Nevertheless, we are presumed to be endowed with the ability -- most often attributed to surgeons, priests and policemen -- to cage our personal furies and demons and, like Sgt. Friday, give you nothing but the facts. I would be a fool to claim that we always achieve that divine state of detachment. It takes no theologian to find doctrine seeping into the news columns. The temptation is heightened in cases such as the Barry affair that are racially divisive; the black editor of a local weekly went around the bend a few weeks ago, clamoring for "a good old-fashioned, blood-soaking race war."

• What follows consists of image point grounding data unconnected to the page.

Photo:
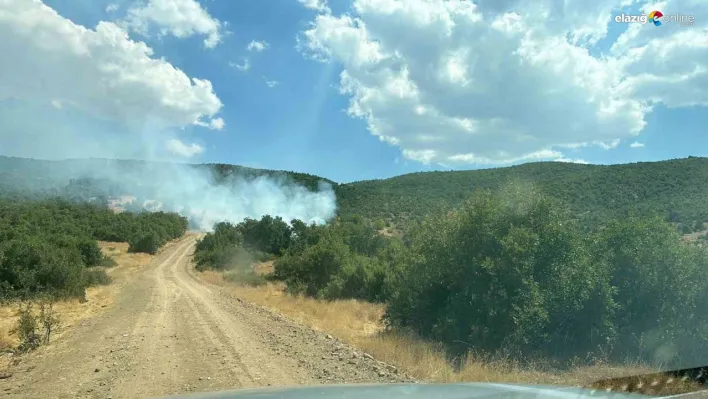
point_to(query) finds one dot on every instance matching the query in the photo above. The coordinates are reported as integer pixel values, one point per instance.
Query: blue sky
(513, 113)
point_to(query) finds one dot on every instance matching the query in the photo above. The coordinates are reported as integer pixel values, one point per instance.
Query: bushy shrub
(511, 271)
(45, 246)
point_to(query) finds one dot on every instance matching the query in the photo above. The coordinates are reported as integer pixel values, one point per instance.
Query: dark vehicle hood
(413, 391)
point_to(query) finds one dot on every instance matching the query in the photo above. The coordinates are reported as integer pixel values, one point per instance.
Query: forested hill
(675, 189)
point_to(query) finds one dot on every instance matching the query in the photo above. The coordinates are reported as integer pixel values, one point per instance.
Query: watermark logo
(657, 18)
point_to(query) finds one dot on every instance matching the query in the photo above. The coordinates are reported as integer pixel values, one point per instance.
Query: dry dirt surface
(169, 333)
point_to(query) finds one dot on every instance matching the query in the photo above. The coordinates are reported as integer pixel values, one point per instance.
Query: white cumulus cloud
(494, 82)
(180, 18)
(100, 71)
(317, 5)
(245, 65)
(256, 45)
(270, 83)
(177, 147)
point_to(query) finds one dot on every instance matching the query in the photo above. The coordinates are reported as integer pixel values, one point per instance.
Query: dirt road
(170, 333)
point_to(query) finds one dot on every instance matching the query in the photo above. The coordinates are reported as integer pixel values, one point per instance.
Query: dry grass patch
(72, 311)
(359, 324)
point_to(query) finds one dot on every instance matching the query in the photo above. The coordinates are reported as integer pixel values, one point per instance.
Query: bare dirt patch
(169, 333)
(359, 324)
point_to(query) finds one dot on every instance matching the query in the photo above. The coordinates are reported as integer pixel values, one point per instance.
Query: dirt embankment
(165, 332)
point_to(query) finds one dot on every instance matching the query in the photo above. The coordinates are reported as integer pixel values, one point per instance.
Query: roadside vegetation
(510, 273)
(48, 249)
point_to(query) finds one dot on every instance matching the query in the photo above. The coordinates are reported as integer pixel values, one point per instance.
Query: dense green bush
(510, 271)
(46, 246)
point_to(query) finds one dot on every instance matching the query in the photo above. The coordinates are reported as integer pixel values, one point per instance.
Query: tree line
(50, 247)
(508, 270)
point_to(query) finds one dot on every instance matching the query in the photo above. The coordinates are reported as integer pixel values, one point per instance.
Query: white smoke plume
(193, 191)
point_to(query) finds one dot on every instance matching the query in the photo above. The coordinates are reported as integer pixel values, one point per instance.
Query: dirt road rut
(171, 333)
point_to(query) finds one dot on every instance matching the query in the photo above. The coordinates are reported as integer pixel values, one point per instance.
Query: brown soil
(166, 332)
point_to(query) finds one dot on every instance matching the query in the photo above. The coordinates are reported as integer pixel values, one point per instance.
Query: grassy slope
(595, 192)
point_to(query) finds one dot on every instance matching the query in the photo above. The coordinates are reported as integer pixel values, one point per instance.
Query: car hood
(412, 391)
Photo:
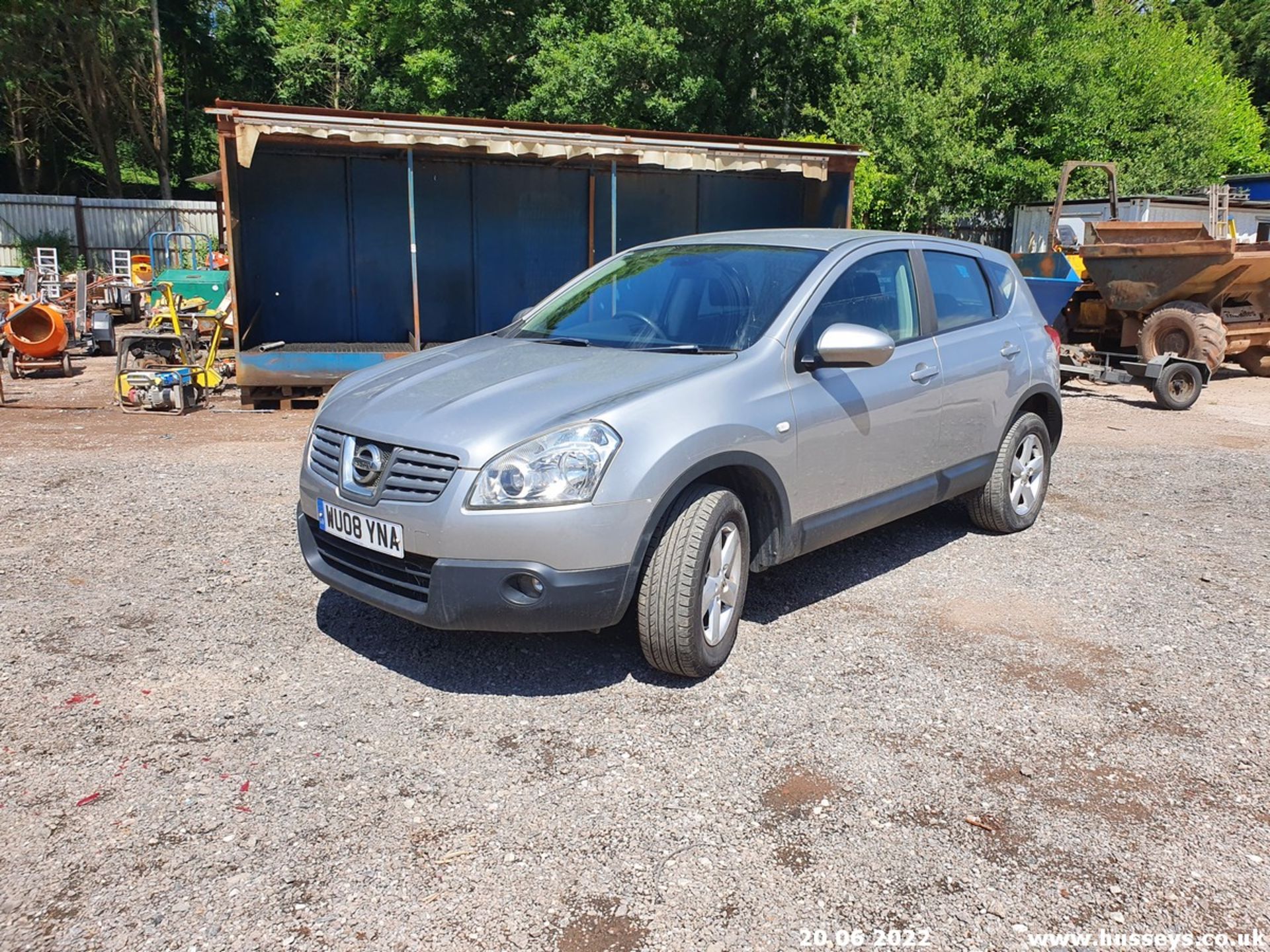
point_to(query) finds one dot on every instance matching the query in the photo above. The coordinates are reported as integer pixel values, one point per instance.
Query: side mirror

The editorial relationship between The Post and the mayor has been a complicating factor. Mr. Barry was perceived for a number of years as a political prote'ge' of the editorial board, which endorsed him for mayor three times. But in January, after his arrest at the Vista Hotel and after his various addictions -- booze, cocaine and satyriasis -- had become both an international scandal and a joke, an editorial reappraisal occurred. He was called on to resign, an act regarded by some blacks as a form of betrayal. The Post, in their eyes, had now become a collaborator with a powerful federal establishment determined at any cost to crush a mayor and discredit black rule in the city. A sense of alienation infected some black staff members, but it produced no serious rift. Interracial squads were assigned to the trial and to the people and events surrounding it with the result that the coverage, with minor exceptions, tended to be race-neutral; "beige" is perhaps more descriptive.

That is mere opinion, of course, but it is reinforced by a Post poll a few days ago indicating 60 percent approval of its coverage. That poll, unfortunately, is of limited usefulness. It was based solely on a telephone sample of the District's 500,000 adults, who are overwhelmingly black. The opinions of 2 million suburban, exurban and rural Virginians and Marylanders who make up the bulk of The Post's readership, and who are overwhelmingly white, were not solicited.

It was an odd omission, suggesting, perhaps, feelings of guilt or uncertainty or apprehension in the newsroom about the paper's standing with its black audience, while assuming that white approval is automatic.